Der landwirtschaftliche Betrieb der Familie Siebers ist ein moderner Agrarbetrieb, der sich auf die Milchviehhaltung spezialisiert hat. Der größte Teil der Milchkühe wird an einem zentralen Standort gehalten und versorgt. Neben der Tierhaltung betreibt der Hof auch umfangreichen Ackerbau sowie eine eigene Energieerzeugung. Damit ist der Betrieb ein gutes Beispiel für ein vernetztes landwirtschaftliches System, wie wir es im Unterricht im Zusammenhang mit dem Agribusiness kennengelernt haben.

Zu Beginn unseres Besuches bekamen wir eine Einführung in die Arbeit des Betriebes und einen Überblick über die verschiedenen Betriebszweige. Anschließend besichtigten wir die Milchviehställe, in denen die Kühe in modernen, offenen Ställen gehalten werden. Uns wurde gezeigt, wie wichtig ausreichend Bewegungsfreiheit, saubere Liegeflächen, Wasser, Futter und Pflege für das Tierwohl sind. Besonders beeindruckend war das Melksystem, bei dem viele Kühe gleichzeitig gemolken werden können. Hier wurde deutlich, wie stark die Landwirtschaft heute technisch geprägt ist.

Ein weiteres wichtiges Thema unseres Besuches war der Ackerbau. Die Familie Siebers baut unter anderem Mais, Getreide und Gras an. Diese Pflanzen dienen hauptsächlich als Futtermittel für die Kühe. Uns wurde erklärt, dass gesunde Tiere nur dann gute Leistungen bringen können, wenn di e Qualität des Futters stimmt. So wurde für uns sichtbar, wie eng Ackerbau und Viehzucht miteinander verbunden sind.

Besonders spannend war die Station zur Energiegewinnung. Auf dem Betrieb wird eine Biogasanlage betrieben. Dort wird aus Gülle und Pflanzenresten Energie gewonnen. Dabei entsteht unter anderem Methangas, also Methan, das zur Strom- und Wärmeerzeugung genutzt wird. Die entstehenden Reststoffe aus der Anlage werden wiederum als Dünger auf den Feldern eingesetzt. So entsteht ein Kreislauf, in dem Abfälle sinnvoll weiterverwendet werden. An dieser Stelle wurde besonders deutlich, wie eng Landwirtschaft und erneuerbare Energien heute miteinander verknüpft sind.

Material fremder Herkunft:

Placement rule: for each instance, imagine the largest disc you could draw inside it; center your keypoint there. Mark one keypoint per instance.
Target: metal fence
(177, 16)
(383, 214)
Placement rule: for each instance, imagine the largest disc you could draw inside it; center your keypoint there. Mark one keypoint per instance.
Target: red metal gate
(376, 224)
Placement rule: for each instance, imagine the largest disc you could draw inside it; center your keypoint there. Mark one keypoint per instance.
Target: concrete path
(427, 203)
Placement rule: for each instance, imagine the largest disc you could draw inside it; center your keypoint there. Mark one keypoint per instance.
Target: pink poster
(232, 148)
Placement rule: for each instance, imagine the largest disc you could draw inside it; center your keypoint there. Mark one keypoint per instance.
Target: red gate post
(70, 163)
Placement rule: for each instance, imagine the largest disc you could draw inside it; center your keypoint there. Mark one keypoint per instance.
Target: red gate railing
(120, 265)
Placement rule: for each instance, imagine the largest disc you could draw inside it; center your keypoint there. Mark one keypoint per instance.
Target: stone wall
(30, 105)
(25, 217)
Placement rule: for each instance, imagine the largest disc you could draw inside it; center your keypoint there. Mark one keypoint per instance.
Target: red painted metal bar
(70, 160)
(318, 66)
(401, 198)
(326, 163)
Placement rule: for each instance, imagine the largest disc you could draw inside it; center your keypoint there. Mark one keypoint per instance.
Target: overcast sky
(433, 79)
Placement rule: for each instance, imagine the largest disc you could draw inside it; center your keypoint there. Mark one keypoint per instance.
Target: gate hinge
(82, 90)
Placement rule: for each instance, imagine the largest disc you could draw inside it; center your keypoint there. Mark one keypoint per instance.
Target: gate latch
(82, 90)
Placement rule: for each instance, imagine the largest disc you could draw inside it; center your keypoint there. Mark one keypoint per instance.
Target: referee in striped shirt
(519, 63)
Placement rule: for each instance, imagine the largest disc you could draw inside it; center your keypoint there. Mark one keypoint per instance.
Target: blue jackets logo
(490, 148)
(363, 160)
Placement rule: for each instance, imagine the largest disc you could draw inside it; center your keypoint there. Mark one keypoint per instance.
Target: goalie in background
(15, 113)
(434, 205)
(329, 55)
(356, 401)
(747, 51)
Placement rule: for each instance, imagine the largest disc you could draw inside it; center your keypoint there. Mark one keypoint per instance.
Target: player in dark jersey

Ein längerer Teil unseres Besuches bestand aus einem offenen Gespräch mit der Familie Siebers. Dabei wurden auch kritische Themen angesprochen. Ein wichtiges Thema war der Ausstoß von Methan durch Rinder, der zur Erderwärmung beiträgt. Uns wurde erklärt, dass Landwirtinnen und Landwirte zunehmend unter Druck stehen, ihre Betriebe klimafreundlicher zu gestalten – dabei aber oft hohe Kosten entstehen. Auch das Thema EU-Förderung spielte eine große Rolle. Viele landwirtschaftliche Betriebe sind auf Fördergelder der Europäischen Union angewiesen, um wirtschaftlich überleben zu können. Gleichzeitig gibt es viele Auflagen und bürokratische Anforderungen, die zusätzlichen Aufwand verursachen. Sehr deutlich wurde ebenfalls die Unzufriedenheit vieler Landwirtinnen und Landwirte mit der aktuellen Agrarpolitik. Im Gespräch wurde die vorherige Bundesregierung (Ampelkoalition) kritisch betrachtet. Besonders steigende Kosten, neue Umweltauflagen und unsichere Zukunftsperspektiven wurden als große Belastung für die Betriebe beschrieben. Diese Einblicke haben uns gezeigt, dass Landwirtschaft heute nicht nur körperliche Arbeit bedeutet, sondern auch stark von politischen Entscheidungen abhängt.

Wir bedanken uns recht herzlich bei der Familie Siebers und allen weiteren Beteiligten, für die Möglichkeit ihren Betrieb zu besichtigen.